The board of Hargreaves Lansdown has announced its intention to recommend the £11.40-a-share cash offer to its shareholders. As part of the deal, Peter Hargreaves, the billionaire co-founder who owns nearly a fifth of the group, will remain partially invested by rolling over half of his 19.8% stake while cashing out the remainder for approximately £535 million. Stephen Lansdown, the other co-founder, is also backing the consortium’s offer and will take cash for his entire 5.7% stake, valued at £309 million.
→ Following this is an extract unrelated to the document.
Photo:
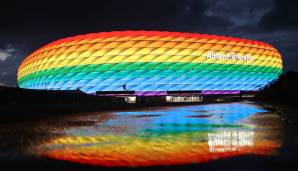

With the support of investors representing 25.5% of Hargreaves Lansdown’s equity, the likelihood of the takeover going through is high. However, some analysts have criticised the offer, arguing that it undervalues the group. Jefferies’ analysts noted that although the offer represents a 54% premium to the pre-offer share price, they believe there is greater value in Hargreaves Lansdown in the medium term. Investec analysts also cautioned that the takeover “does not represent a ‘knock-out’ price” and suggested that there is still an opportunity for an alternative bidder to emerge.
The fate of the company has been uncertain since May when it revealed that it had been approached about a takeover by the consortium in the previous month. Despite spurning three initial bids, the board indicated in June that it was minded to back a fourth proposal from the suitors, valuing the company at £11.40 a share.
The bid also included an alternative option for shareholders to remain invested in the wealth manager, up to a limit of 35% of the group’s equity. Some shareholders have criticised the bid, arguing that the roll-over option creates a “two-tier” deal.
While this alternative is open to all shareholders, many City funds may find it difficult to hold paper in unlisted companies and will be forced to accept the consortium’s cash offer, even if they had wanted to remain invested in the group after it was taken private.
The deal was confirmed alongside Hargreaves Lansdown’s full-year results, which showed a slight dip in pre-tax profits to £396.3 million from £402.7 million in 2023. Despite this, the results were better than City analysts had expected.
Following the announcement, Hargreaves Lansdown shares rose 2.3%, or 24½p, to £11.02.